Wcześniej, bo przed pierwszym koncertem, zebrani na terenie ośrodka Temar w Dąbiu mogli także obejrzeć filmy dokumentujące pomoc uchodźcom. – Cały świat zobaczył wielkie serca Polek i Polaków. Jestem wdzięczna organizacjom pozarządowym, wolontariuszom. Kochane dziewczyny, dziękuję Wam, trwajcie w pomaganiu – przekazała marszałek Elżbieta Anna Polak.
– Polacy stanęli na wysokości zadania. Nie urzędnicy, ale zwykli ludzie. Wiem, że potrafimy się przyzwyczaić do wielu rzeczy, także do tego, że za naszą granicą wciąż trwa wojna. Ale mam nadzieję, że tak się nie stanie, że wciąż będziemy pomagać – dodał senator Wadim Tyszkiewicz.
– Samorząd to nie tylko rządzący gminami czy regionami. Samorząd to my wszyscy. Dlatego to dla nas zaszczyt, że możemy Was uhonorować i Wam podziękować – podkreślił burmistrz Marek Cebula.
Do pomocy uchodźcom jako pierwsi zgłosili się zwykli Polacy. Nie trudno dostrzec, że z taką samą sytuacją mamy do czynienia teraz, kiedy w Odrze doszło do katastrofy ekologicznej. – Tutaj, niedaleko Dąbia, wędkarze i wolontariusze walczą o zdrowie Lubuszan i o nasze środowisko. Im także chcemy podziękować. Ale też musimy ostrzec: nie zbliżajcie się do rzeki – poprosiła lubuska marszałek.

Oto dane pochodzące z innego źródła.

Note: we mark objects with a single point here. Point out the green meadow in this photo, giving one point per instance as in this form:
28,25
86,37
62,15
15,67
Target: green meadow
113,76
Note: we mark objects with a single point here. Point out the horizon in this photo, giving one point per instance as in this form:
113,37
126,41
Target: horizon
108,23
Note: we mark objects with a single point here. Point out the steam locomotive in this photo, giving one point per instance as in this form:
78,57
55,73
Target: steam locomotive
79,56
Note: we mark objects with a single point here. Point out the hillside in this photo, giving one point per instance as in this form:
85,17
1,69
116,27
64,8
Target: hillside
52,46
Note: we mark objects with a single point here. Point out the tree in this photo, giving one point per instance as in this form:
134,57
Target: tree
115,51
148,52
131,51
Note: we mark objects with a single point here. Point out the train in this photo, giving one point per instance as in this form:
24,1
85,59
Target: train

– Pamiętajmy, że tam są zwykli ludzie, którzy zbierają truchła ryb, by ratować ludzi i zwierzęta – podkreślił Wadim Tyszkiewicz.

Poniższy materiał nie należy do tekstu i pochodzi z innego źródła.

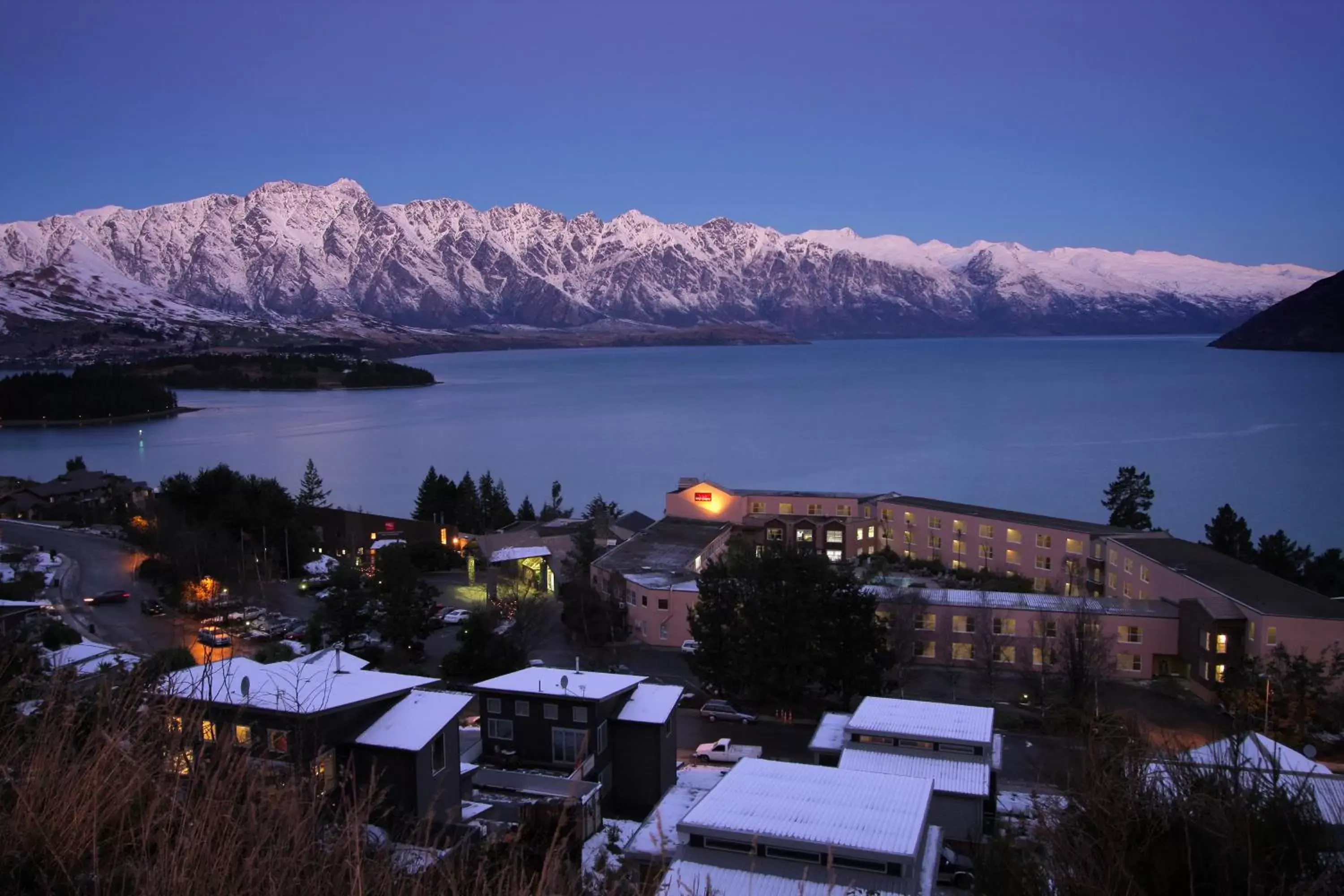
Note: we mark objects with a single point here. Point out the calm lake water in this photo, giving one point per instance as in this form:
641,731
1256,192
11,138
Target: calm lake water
1027,424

W sobotę muzycznymi gwiazdami byli wykonawcy, których Lubuszanie dobrze znają. Zaśpiewali pochodząca z naszego regionu Ewelina Flinta oraz zespół Raz Dwa Trzy, który powstał w klubie studenckim w Zielonej Górze. To był magiczny wieczór na plaży ośrodka Temar, gdzie przez całe wakacje odbywają się koncerty w ramach Lubuskiego Lata Kulturalnego.